My research started at the Pratt Institute Library archives. There, I saw a letter from the engineering students in 1972 that outlined some demands that they made for curriculum revisions, changes in Pratt’s faculty, and new educational approaches within the Pratt community. After reading this letter I became interested in student voices of change within Pratt’s history. When I conducted an oral history with Larry Provette (Pratt, 72), it further sparked my interest in student activism on campus at that time and its significance to present activism on campus. After hearing Provette’s story about the campus lock up in 1969, I conducted additional archival and oral history research about diverse demonstrations and protests that took place on campus between 1968 through 1972. I became extremely interested and surprised by the lack of historical documentation of student activism on campus and the apparent hidden histories of the Pratt Institute. I found that a goal of mine over the course of my research was to bring to light who was involved, why the demonstrations happened, and what the outcomes were. 

Reflections on Teaching a Hybrid Course 

Rebecca Krucoff  (Visiting Assistant Professor, Art and Design Education) and Heather Lewis (Professor, Art and Design Education)

Our students had little to no experience in archival research but in their first visit to the Pratt Institute Archives they immediately became interested in particular historical periods, events, people, and places, which they investigated through the archives and oral histories conducted in class. When we moved to an online format midway through the course, the students continued to explore their identified topics through Pratt’s digital archives. Upon reflection, it was critically important for students to engage first with the physical archival material before they investigated the digital sources. Students’ initial immersion in the physical archives proved to be open-ended, broad, but also deep in the sense that they looked more closely at particular sources.  By the time students worked exclusively with the digital archives they had already identified a topic and taken photos of some of the non-digital sources. At first, the digital sources did not appear to provoke the same response as the physical—perhaps because so much of students’ world at the time was on-line. But this changed as students spent more time immersed in the digital photos and textual sources.  Through an iterative process of interpreting and re-interpreting sources, developing and refining a narrative story, and presenting and revising their final project through power points and eventually a website, students used the virtual and physical archival sources and oral histories to uncover complexities and silences in Pratt’s institutional history. 

Some of us will continue to teach the course as part of a grant-funded project (Pratt Strategic Planning) entitled, Preserving Community Activism Beyond and Between Pratt’s Gates.

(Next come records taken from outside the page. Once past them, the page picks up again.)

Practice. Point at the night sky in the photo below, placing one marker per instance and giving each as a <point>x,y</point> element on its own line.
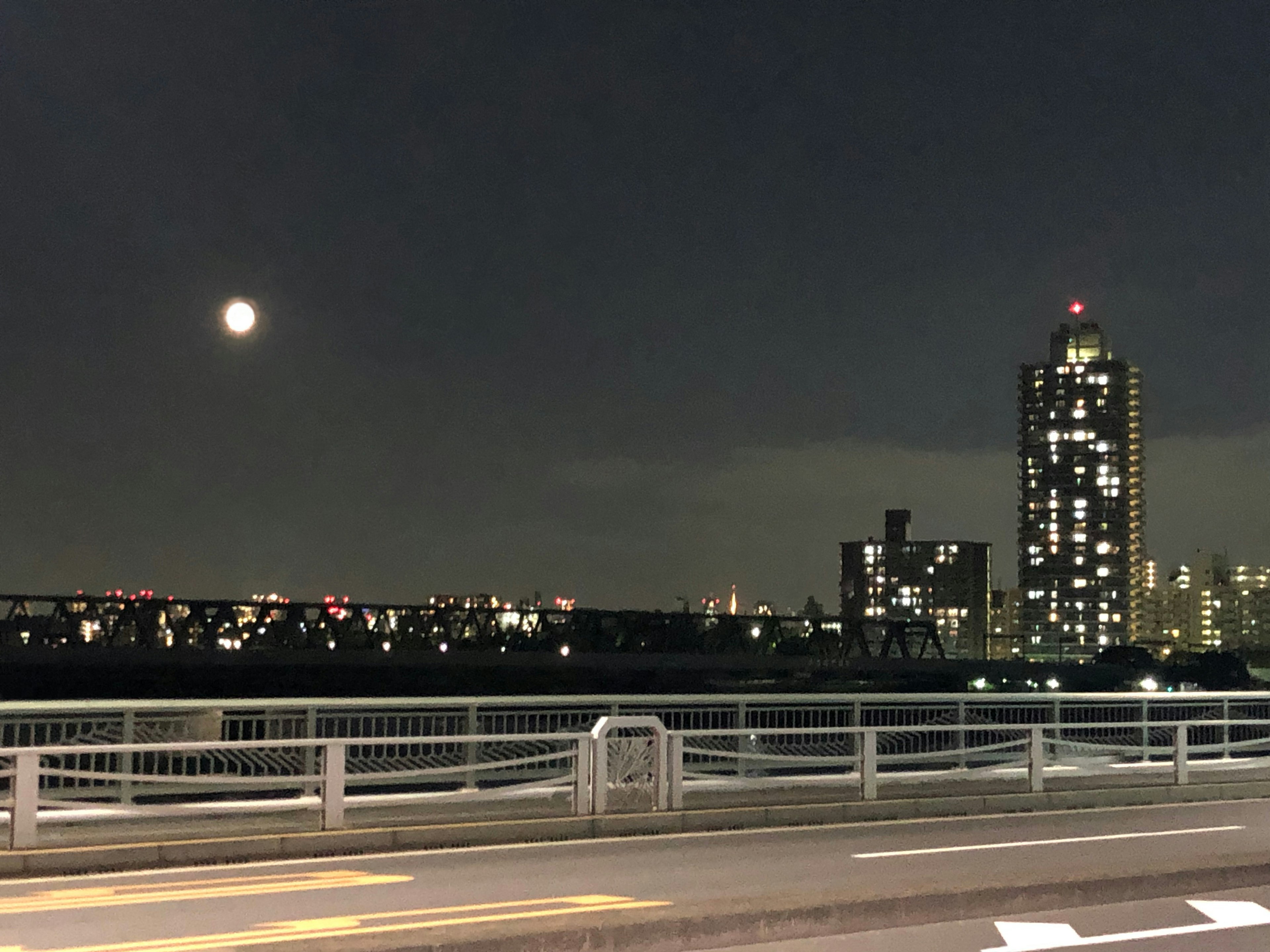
<point>621,301</point>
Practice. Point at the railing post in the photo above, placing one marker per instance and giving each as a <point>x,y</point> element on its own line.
<point>1146,733</point>
<point>857,722</point>
<point>127,761</point>
<point>24,804</point>
<point>1037,761</point>
<point>675,771</point>
<point>661,775</point>
<point>599,771</point>
<point>869,766</point>
<point>310,752</point>
<point>473,728</point>
<point>1182,772</point>
<point>582,778</point>
<point>333,786</point>
<point>1226,729</point>
<point>960,733</point>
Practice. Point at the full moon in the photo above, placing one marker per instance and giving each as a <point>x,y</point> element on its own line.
<point>240,317</point>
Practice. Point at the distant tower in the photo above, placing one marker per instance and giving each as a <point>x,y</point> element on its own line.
<point>1081,556</point>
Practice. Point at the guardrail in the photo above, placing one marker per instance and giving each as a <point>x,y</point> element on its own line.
<point>624,763</point>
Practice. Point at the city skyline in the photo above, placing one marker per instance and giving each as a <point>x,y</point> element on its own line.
<point>609,304</point>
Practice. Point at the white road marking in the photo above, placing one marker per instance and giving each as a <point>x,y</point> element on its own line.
<point>1036,937</point>
<point>1013,845</point>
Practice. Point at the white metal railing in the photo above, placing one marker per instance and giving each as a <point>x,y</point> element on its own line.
<point>623,763</point>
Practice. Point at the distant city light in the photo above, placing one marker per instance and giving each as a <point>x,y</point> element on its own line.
<point>239,317</point>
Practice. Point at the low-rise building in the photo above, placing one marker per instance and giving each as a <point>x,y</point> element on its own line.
<point>940,580</point>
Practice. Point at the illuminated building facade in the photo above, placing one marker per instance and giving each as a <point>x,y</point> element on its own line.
<point>1209,606</point>
<point>1005,639</point>
<point>940,580</point>
<point>1081,559</point>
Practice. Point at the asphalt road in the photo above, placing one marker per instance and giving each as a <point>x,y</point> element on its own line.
<point>376,898</point>
<point>1154,926</point>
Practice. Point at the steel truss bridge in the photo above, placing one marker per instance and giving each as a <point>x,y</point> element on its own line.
<point>224,625</point>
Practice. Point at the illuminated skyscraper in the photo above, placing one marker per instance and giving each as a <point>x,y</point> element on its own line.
<point>1081,558</point>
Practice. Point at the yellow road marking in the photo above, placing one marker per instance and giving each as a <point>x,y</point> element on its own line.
<point>127,895</point>
<point>349,926</point>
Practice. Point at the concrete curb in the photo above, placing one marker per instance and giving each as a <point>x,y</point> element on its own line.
<point>290,846</point>
<point>722,923</point>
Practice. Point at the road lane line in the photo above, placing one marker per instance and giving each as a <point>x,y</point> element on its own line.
<point>220,888</point>
<point>616,841</point>
<point>350,926</point>
<point>1013,845</point>
<point>1036,937</point>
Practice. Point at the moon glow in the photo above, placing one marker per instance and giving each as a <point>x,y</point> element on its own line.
<point>239,317</point>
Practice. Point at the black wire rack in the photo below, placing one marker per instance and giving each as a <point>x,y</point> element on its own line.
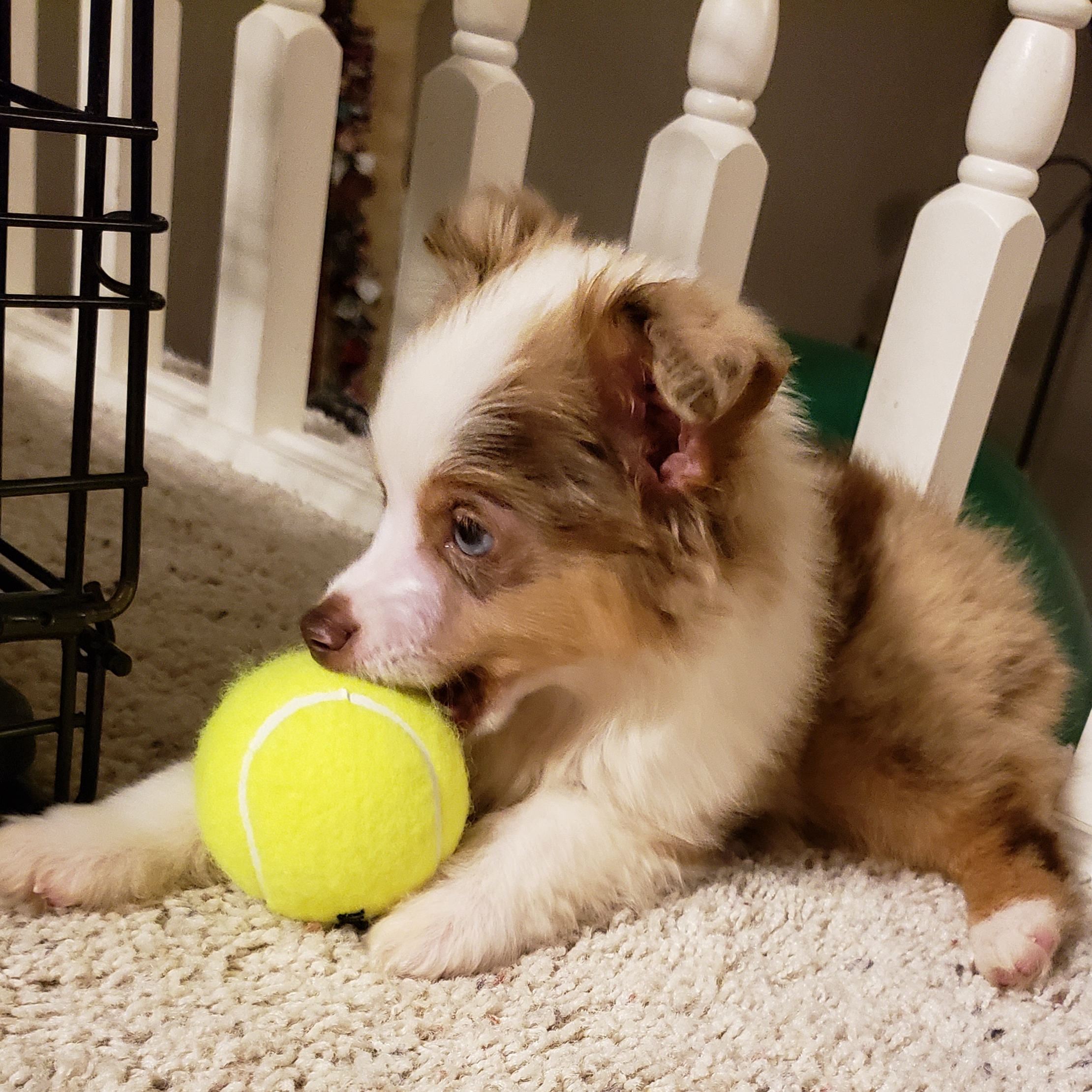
<point>36,603</point>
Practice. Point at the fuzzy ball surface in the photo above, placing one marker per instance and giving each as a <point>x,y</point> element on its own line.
<point>326,795</point>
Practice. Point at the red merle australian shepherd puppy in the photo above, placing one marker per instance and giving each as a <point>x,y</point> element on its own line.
<point>660,615</point>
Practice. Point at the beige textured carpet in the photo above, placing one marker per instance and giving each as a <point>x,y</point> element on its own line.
<point>808,975</point>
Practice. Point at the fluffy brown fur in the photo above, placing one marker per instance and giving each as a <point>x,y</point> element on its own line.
<point>661,615</point>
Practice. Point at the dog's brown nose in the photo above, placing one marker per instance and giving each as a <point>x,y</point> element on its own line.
<point>328,627</point>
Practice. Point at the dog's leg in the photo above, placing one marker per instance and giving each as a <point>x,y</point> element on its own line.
<point>1014,876</point>
<point>524,877</point>
<point>137,844</point>
<point>992,835</point>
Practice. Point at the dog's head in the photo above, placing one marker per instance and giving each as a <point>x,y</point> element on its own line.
<point>557,448</point>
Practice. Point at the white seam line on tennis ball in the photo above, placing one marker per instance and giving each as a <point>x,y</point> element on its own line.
<point>279,717</point>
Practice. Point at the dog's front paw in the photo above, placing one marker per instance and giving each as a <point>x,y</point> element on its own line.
<point>438,934</point>
<point>36,869</point>
<point>71,855</point>
<point>1014,947</point>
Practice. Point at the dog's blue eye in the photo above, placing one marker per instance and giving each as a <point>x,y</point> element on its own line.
<point>471,537</point>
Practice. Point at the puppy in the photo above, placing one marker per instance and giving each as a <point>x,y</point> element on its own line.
<point>660,615</point>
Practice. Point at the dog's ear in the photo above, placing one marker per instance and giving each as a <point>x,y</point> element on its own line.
<point>682,376</point>
<point>493,228</point>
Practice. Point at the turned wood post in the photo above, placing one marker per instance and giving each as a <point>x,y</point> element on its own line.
<point>473,128</point>
<point>705,174</point>
<point>970,263</point>
<point>284,104</point>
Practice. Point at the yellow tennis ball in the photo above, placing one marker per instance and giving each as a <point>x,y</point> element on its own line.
<point>326,795</point>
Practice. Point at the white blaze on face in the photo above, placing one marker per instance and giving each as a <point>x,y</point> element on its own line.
<point>395,591</point>
<point>400,589</point>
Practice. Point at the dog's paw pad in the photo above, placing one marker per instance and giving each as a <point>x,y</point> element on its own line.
<point>1014,947</point>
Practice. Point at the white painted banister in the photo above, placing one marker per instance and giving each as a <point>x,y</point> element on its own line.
<point>114,326</point>
<point>284,104</point>
<point>22,173</point>
<point>473,128</point>
<point>705,174</point>
<point>970,262</point>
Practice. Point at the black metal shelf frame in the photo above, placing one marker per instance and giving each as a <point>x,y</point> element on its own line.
<point>36,603</point>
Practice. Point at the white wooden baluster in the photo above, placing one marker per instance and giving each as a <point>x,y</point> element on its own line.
<point>705,173</point>
<point>22,174</point>
<point>970,263</point>
<point>473,128</point>
<point>284,104</point>
<point>114,326</point>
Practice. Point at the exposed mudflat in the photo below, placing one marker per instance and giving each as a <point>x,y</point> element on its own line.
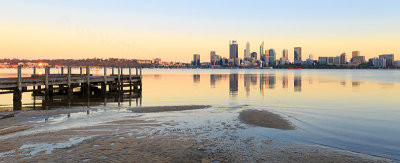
<point>134,138</point>
<point>265,119</point>
<point>167,108</point>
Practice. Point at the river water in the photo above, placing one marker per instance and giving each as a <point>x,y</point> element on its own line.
<point>354,110</point>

We will continue to conduct oral histories of students, community activists, and faculty who were part of the activism of the 60s, 70s and 80s.  The overarching goal of the project is to foster a public dialogue within and outside Pratt about diversity, equity and inclusion through a historical lens.  In addition to this course, other courses will be offered in the fall and spring semesters (20-21) that also consider Pratt’s history and its links to social activism.

We would like to thank the following Pratt alums who shared their oral histories with us and granted permission to deposit the transcripts and recordings in Pratt's Institutional Archives; Pat Cummings, Larry Provette, Ron Shiffman, and Connie Harold.